I’m really excited about this part. We engineered a nanobody-based chemogenetic tool, which is essentially a designer switch to target these hubs. The nanobody—a tiny fragment of an antibody—binds specifically to the oncofusion proteins within the hubs. It’s paired with a dissolver protein that, when activated by a chemical trigger, disrupts the condensate structure, causing the hub to ‘melt’ apart. When this happens, the cancer cells lose their ability to activate growth genes, and tumor progression halts. It’s a precision strike at the heart of the cancer’s machinery.

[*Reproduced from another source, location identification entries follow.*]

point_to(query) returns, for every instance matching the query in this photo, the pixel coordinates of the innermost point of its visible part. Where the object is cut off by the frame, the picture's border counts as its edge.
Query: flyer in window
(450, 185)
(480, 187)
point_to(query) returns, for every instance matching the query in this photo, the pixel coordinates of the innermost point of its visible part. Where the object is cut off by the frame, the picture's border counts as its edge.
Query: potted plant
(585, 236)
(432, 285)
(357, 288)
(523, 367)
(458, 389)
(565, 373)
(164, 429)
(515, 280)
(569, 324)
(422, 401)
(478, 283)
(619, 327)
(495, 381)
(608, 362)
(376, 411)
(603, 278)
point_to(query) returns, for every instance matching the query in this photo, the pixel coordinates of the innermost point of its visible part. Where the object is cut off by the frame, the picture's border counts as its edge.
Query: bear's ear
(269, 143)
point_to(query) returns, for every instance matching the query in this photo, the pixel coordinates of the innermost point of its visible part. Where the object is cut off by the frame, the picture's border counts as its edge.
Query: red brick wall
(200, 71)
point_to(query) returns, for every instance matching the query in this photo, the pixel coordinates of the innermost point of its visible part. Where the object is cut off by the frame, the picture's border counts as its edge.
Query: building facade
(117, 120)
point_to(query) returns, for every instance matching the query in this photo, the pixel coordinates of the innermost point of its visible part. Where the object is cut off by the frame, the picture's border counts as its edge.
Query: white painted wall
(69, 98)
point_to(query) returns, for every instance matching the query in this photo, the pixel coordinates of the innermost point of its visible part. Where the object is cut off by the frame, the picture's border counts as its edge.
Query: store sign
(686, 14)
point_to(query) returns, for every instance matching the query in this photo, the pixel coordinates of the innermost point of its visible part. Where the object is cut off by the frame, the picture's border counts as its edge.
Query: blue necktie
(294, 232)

Seeing that dissolving these hubs stopped tumor growth in lab cells and mice must have been thrilling. What did those results mean to you and your team?
It was incredibly exciting, Julia. In the lab, we saw that breaking down these hubs directly stopped the cancer cells from growing, and in mouse models, tumor progression was significantly slowed or even halted. It felt like a major validation of our hypothesis—that these droplet hubs are indeed the engine of tRCC. More importantly, it gave us hope that we’re on the right path toward a therapy that could make a real difference for patients who currently have very few options. It’s a proof of concept that targeting condensates could be a whole new way to fight cancer.
Looking ahead, what is your forecast for the future of therapies targeting these molecular hubs in tRCC and other cancers?
I’m very optimistic about where this is heading. The ability to target droplet hubs opens up a completely new frontier in cancer treatment, not just for tRCC but potentially for other cancers driven by similar fusion proteins, especially in pediatric cases. I believe we’ll see more research into condensate biology over the next decade, leading to therapies that are far more precise and less toxic than current options. If we can refine tools like our molecular switch and translate them into clinical settings, we could fundamentally change outcomes for patients facing these aggressive diseases. It’s a challenging road, but the potential impact keeps us pushing forward.